Turns out, the same folks used by the tobacco company’s in the 80s and 90s to suggest smoking wasn’t bad for you have been hired by big oil to suggest global climate change isn’t occurring. The moderate media has to / loves to cover two sides of a story, so even if international scientistic bodies publish reports on the ill effects of climate change, and there’s a tiny minority of scientists (or talking heads) questioning their findings, the news story can often become a simple: scientists disagree on climate change.
Poniewozik also mentions “status quo bias.”
Moderate bias also grows from a related phenomenon: status-quo bias. Journalists, like anyone, have a built-in bias toward believing that what was true yesterday will be true tomorrow. Establishment news outlets grow cozy and comfortable with other establishments. One reason some journalists insufficiently questioned the run-up to the Iraq war and underestimated the housing bubble was that they listened to their usual, credentialed sources — and the history of the past decade is the history of the experts being wrong.
Anyways, that’s just something to think on because moderate bias affects us all, and a whole lot. It’s probably not always bad, but I do wonder how we’d read the Bible without moderate bias or status quo bias. Or, further, how we’d love our neighbor.

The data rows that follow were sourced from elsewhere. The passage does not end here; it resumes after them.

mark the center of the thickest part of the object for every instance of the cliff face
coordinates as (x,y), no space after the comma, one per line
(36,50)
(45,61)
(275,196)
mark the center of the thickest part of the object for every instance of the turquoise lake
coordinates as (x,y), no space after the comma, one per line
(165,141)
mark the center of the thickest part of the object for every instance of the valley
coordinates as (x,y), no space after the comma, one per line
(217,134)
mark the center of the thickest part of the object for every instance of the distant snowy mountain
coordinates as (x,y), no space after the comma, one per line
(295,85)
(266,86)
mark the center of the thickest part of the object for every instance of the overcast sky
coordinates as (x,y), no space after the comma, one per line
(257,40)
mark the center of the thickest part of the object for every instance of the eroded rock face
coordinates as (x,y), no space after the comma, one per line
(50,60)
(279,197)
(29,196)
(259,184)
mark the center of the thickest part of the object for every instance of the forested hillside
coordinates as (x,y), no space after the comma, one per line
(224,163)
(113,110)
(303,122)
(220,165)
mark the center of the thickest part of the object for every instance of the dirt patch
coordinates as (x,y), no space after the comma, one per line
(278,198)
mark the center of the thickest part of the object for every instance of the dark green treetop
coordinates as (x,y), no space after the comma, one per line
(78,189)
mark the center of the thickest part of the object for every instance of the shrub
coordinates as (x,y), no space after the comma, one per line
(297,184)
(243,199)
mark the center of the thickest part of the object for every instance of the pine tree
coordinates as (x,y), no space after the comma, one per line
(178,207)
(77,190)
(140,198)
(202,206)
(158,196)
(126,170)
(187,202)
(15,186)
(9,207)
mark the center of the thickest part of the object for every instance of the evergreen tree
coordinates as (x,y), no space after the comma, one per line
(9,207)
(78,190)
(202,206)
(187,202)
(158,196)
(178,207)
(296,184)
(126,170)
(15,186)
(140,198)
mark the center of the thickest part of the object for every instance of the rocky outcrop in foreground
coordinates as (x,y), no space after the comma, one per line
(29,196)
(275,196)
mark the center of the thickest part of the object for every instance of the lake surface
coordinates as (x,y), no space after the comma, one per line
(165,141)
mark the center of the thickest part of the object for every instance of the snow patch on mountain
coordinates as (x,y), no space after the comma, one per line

Then again, I usually take Elie Wiesel’s perspective pretty seriously and he doesn’t mince words about taking sides:
I swear never to be silent whenever and wherever human lives endure suffering and humiliation. We must always take sides. Neutrality helps the oppressor, never the victim. Silence encourage the tormenter, never the tormented. Sometimes we must interfere when human life are endangered. When human dignity is in jeopardy, that place, at that moment, must become the center of the universe.
Too tough? I don’t know. With Wiesel’s holocaust experience as background it’s hard to call for folks to back off from taking sides. But one also doesn’t want to polarize unnecessarily. Hmm, I guess the point is to take Poniewozik’s basic perspective and always watch for bias since even moderate bias is sinister enough.